Sharck, Re: HAL from June 2001 Dallas Bidness Journal:
June 29, 2001
Halliburton may assume Harbison-Walker asbestos liabilities
Goldman Sachs on Friday downgraded Halliburton Co. (NYSE: HAL) to market perform from recommended buy, after Halliburton announced late Thursday it may assume asbestos liability for Harbison-Walker Refractories Co.
Harbison-Walker has requested that Halliburton unit Dresser Industries Inc. provide claims management and financial assistance for asbestos claims Harbison assumed when it was spun off from Dresser in 1992.
Dallas-based Halliburton is the oil field services company previously headed by Vice President Dick Cheney.
Halliburton said many of the Harbison claims are asserted in lawsuits that also name Dresser as a defendant and Harbison is, in effect, co-insured with Dresser under a substantial insurance program that covers these claims and other asbestos claims against Dresser. Consequently, Dresser has substantial interest in their resolution and the most effective use of this insurance, Halliburton said.
In 1967, Dresser acquired Harbison's refractory manufacturing business and operated it as a division. In 1992, the refractory business and other non-core Dresser businesses were placed in a new unit, Indresco Inc., and spun off to Dresser's shareholders. Indresco's name was later changed to Harbison-Walker Refractories Co., which is now a unit of RHI AG, an Austrian company.
In conjunction with the 1992 spin-off, Dresser agreed to retain asbestos claims filed prior to the spin-off, and Harbison agreed to assume claims filed after the spin-off and to indemnify and defend Dresser against those claims.

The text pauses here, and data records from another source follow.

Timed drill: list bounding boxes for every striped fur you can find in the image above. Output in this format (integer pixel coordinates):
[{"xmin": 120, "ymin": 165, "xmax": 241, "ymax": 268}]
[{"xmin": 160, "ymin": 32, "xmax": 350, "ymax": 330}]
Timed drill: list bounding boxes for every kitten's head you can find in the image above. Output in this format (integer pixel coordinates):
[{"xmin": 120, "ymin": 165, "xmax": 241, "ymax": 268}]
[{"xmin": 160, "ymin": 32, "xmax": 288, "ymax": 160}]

Halliburton said it is now investigating Harbison's asbestos claims, and based on information received, it believes that Harbison now has about 165,000 open claims, of which approximately 52,000 are subject to various settlement negotiations or agreements. Halliburton said it previously did not report these claims because of Harbison's agreement to assume full responsibility for these claims and to indemnify and defend Dresser against them.
(Problem is the spinoff never had any significant assets so the Plaintiff attorneys could crank up the punitive damage argument if HAL was found to be running away from the liability)
If Halliburton determines that Harbison is not able to perform adequately its obligations under the assumption agreement and that it is in Halliburton's best interest to do so, Halliburton said it may take the primary role for management and resolution of Harbison's claims. A decision on this is expected in the next several weeks.
Halliburton said it believes that if such a decision is made it would require an additional reserve for estimated known claims at June 30, 2001, net of insurance recoveries, of about $50 million to $60 million, after tax. This reserve would be recorded as a discontinued operations expense and be reduced by the contributions Harbison is capable of making toward the resolution of these claims. Halliburton will report a gain on the sale of the DEG Business Segment of about $300 million after tax. This gain and any required expense associated with the asbestos issues would be netted together and both be included in the total discontinued operations. Results from continuing operations will not be affected, the company said.
"This is an unexpected development,'' Halliburton CEO Dave Lesar, said in a statement. "Although Harbison reaffirmed its responsibility for these claims as recently as last year, it appears that it may be in our best interest to step in and protect our shareholders.''
Shares of Halliburton fell 4 percent to $35.60 a share by the end of trading on the New York Stock Exchange on Friday.